In New York I was a club kid, and my experience was all about other people. But when I came out to L.A. in 1991, I became very socially isolated. There was a different social language here, and I couldn’t figure it out. Nowadays everybody’s on the same page almost instantaneously because we’re all on the Internet, but back then the social language of cities was different. When I was in elementary school, I remember watching people talk to each other and wondering how they could know what to say next—and I sort of reverted back to that state.
New Yorkers just didn’t have time to connect unless they were really connecting. In L.A. you could have a great conversation with somebody and feel you had made a new friend, but it was actually more of a “love the one you’re with” situation, with no bearing on whether you had a future relationship with that person or not. I’d go to these parties, and—I’d never seen this before—people would be walking around with trays filled with lines of cocaine, and those partaking would be talking incessantly about sex or Alcoholics Anonymous. It was this time period in L.A. when Alcoholics Anonymous was supertrendy.
I had been living in this nasty area of East Hollywood, and it turned out that moving day was the day of the Rodney King riots. My movers were late because they’d just made their way through a gun battle. They were two Englishmen with a van—these young blond guys just totally out of place, who had gotten so confused and freaked out that they had decided to get off the freeway and go up Normandie.
The apartment I was moving into was near Hollywood and Highland, and my new neighborhood was on fire. After taking in my things, I went to the roof and began meeting my neighbors as we watched Hollywood burn. We saw all these people who had come down from the hills—worried that someone would begin looting their houses—and they were standing at the bottom holding their guns and their beer. I was like “What the fuck? Put one of them down. Make your choice and stick with it.”
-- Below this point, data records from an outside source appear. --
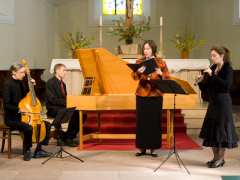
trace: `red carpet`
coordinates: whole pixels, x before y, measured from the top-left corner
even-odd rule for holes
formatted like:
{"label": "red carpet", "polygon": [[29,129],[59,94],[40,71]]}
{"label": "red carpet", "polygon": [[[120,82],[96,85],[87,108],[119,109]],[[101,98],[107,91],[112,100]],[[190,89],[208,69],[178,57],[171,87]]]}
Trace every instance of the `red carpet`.
{"label": "red carpet", "polygon": [[[184,133],[178,133],[176,137],[177,149],[201,149],[201,146]],[[84,149],[131,151],[136,150],[136,147],[134,140],[94,140],[85,142]],[[162,149],[168,149],[165,140],[163,141]]]}

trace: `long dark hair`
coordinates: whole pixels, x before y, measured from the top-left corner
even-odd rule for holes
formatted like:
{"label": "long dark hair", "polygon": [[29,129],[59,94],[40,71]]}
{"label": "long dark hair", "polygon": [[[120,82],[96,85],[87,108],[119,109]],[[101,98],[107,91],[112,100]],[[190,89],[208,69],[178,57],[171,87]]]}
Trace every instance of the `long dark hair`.
{"label": "long dark hair", "polygon": [[223,61],[226,64],[231,64],[230,51],[224,46],[213,46],[211,51],[216,51],[219,55],[223,55]]}
{"label": "long dark hair", "polygon": [[152,49],[152,54],[156,57],[157,56],[157,45],[153,40],[146,40],[142,45],[142,56],[144,56],[144,46],[148,44]]}
{"label": "long dark hair", "polygon": [[11,74],[13,74],[13,72],[17,72],[19,69],[21,69],[23,67],[24,67],[23,64],[15,63],[15,64],[10,66],[9,71],[10,71]]}

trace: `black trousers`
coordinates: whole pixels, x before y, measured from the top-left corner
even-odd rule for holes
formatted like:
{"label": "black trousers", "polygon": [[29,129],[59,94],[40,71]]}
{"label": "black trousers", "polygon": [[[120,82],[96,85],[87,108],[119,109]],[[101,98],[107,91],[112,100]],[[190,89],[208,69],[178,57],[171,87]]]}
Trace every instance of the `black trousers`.
{"label": "black trousers", "polygon": [[[18,130],[23,133],[23,151],[29,150],[32,147],[32,126],[21,121],[6,121],[7,126],[10,127],[11,130]],[[46,137],[45,139],[39,143],[38,150],[41,149],[41,145],[48,145],[50,139],[50,129],[51,125],[49,122],[44,121],[46,126]]]}
{"label": "black trousers", "polygon": [[20,121],[6,121],[5,123],[11,130],[18,130],[23,133],[24,151],[29,150],[32,147],[32,126]]}
{"label": "black trousers", "polygon": [[[79,132],[79,112],[75,108],[59,108],[57,111],[48,111],[48,115],[54,117],[53,125],[56,130],[61,129],[61,124],[68,122],[68,129],[60,137],[74,139]],[[84,118],[86,119],[86,117]]]}

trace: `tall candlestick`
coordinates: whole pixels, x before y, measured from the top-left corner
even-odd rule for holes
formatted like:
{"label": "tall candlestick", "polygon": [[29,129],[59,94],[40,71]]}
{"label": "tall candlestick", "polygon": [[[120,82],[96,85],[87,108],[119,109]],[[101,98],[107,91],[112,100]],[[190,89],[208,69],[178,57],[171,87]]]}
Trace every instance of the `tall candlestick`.
{"label": "tall candlestick", "polygon": [[160,26],[163,26],[163,17],[160,17]]}
{"label": "tall candlestick", "polygon": [[102,15],[99,17],[99,26],[102,26]]}
{"label": "tall candlestick", "polygon": [[103,25],[103,23],[102,23],[102,15],[100,15],[100,17],[99,17],[99,47],[102,47],[102,25]]}
{"label": "tall candlestick", "polygon": [[163,58],[164,55],[163,55],[163,17],[161,16],[160,17],[160,48],[159,48],[159,55]]}

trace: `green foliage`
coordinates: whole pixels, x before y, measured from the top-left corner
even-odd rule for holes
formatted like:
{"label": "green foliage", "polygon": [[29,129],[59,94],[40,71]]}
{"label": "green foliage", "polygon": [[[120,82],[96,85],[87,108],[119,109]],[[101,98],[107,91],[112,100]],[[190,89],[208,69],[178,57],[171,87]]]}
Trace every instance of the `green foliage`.
{"label": "green foliage", "polygon": [[115,26],[110,28],[109,33],[119,36],[118,41],[125,40],[126,44],[133,43],[134,38],[142,39],[143,33],[150,30],[150,17],[147,20],[144,18],[138,23],[133,23],[128,28],[125,26],[125,21],[123,18],[114,20],[113,22]]}
{"label": "green foliage", "polygon": [[184,34],[175,34],[171,41],[180,52],[191,52],[194,48],[203,46],[206,43],[205,40],[199,39],[195,33],[187,31]]}
{"label": "green foliage", "polygon": [[65,47],[71,51],[75,51],[79,48],[89,47],[93,38],[89,39],[83,35],[82,32],[76,32],[75,34],[67,32],[63,35],[63,41]]}

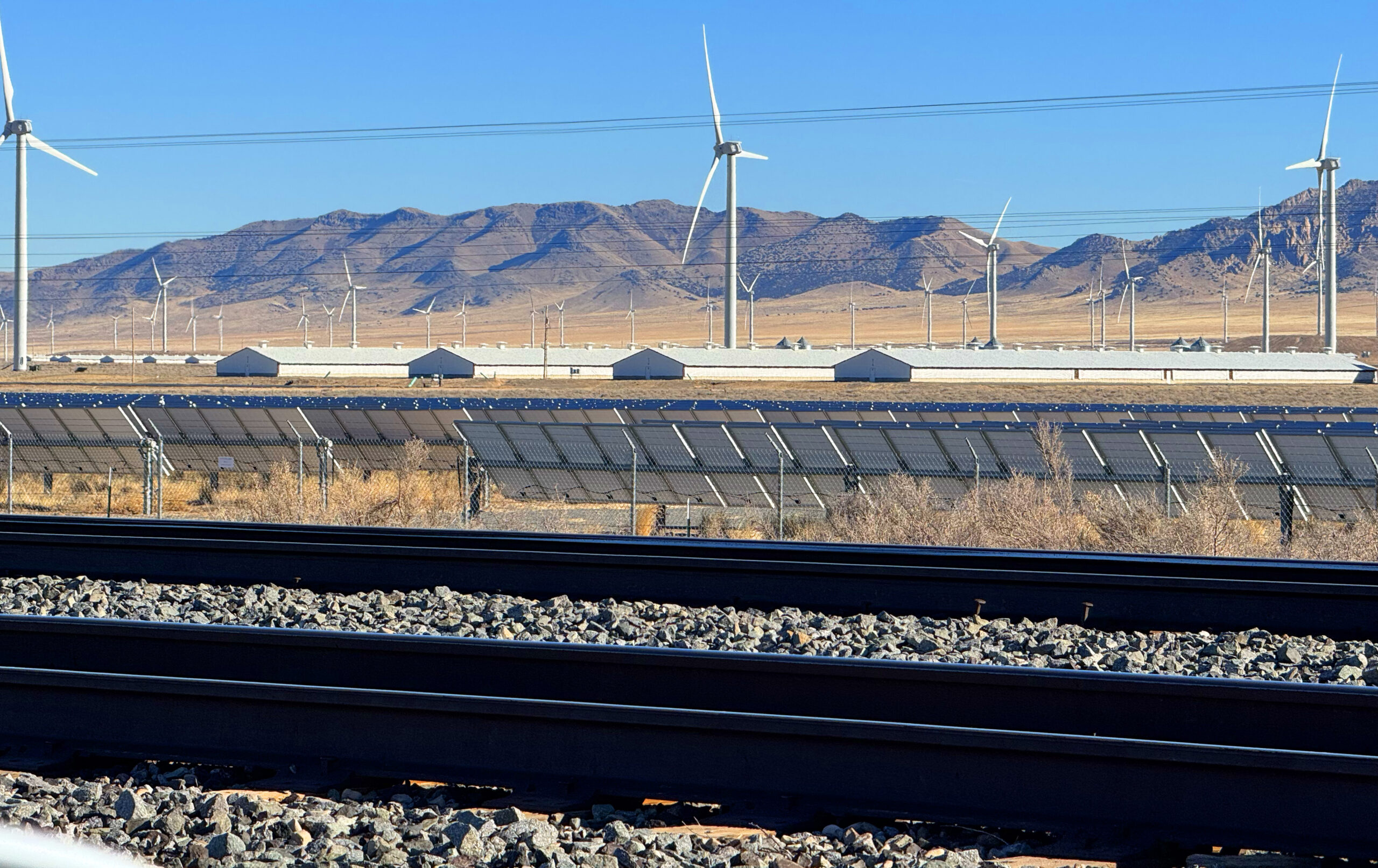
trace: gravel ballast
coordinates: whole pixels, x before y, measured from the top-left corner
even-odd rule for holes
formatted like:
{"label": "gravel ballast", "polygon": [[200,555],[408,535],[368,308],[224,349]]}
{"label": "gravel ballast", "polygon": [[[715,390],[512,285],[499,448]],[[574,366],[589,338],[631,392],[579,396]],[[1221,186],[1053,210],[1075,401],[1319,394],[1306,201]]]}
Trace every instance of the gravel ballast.
{"label": "gravel ballast", "polygon": [[317,594],[216,587],[0,579],[0,613],[305,630],[408,632],[543,642],[1031,665],[1378,686],[1378,645],[1262,630],[1123,632],[1047,621],[834,616],[656,602],[533,601],[426,591]]}
{"label": "gravel ballast", "polygon": [[[176,868],[434,865],[508,868],[980,868],[1029,853],[1038,836],[897,823],[816,832],[686,825],[706,806],[593,805],[568,814],[464,807],[441,788],[331,791],[327,798],[204,789],[192,769],[44,778],[0,773],[0,823],[22,824]],[[1046,839],[1045,839],[1046,840]]]}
We stayed up all night. It was a crazy experience—very bonding—and I definitely made friends with my neighbors. There were a lot of young people, so everybody went on with their stories. We all had journeys to go on. I feel like when you’re in your early and mid-twenties, it’s like an acid trip. Things are so confusing. There’s so much going on. You’re trying to find your footing in the world, and you get riddled with the wrong ideas. That’s how my first five years in L.A. were. When I got here, I had taken myself out of everything that was familiar. I was forced to deal with the fact that I wanted life to be one way and it wasn’t and that, until I began to deal with life on its own terms, I was just going to suffer. It took one thing after another after another for it all to sink in—and to become a grown-up.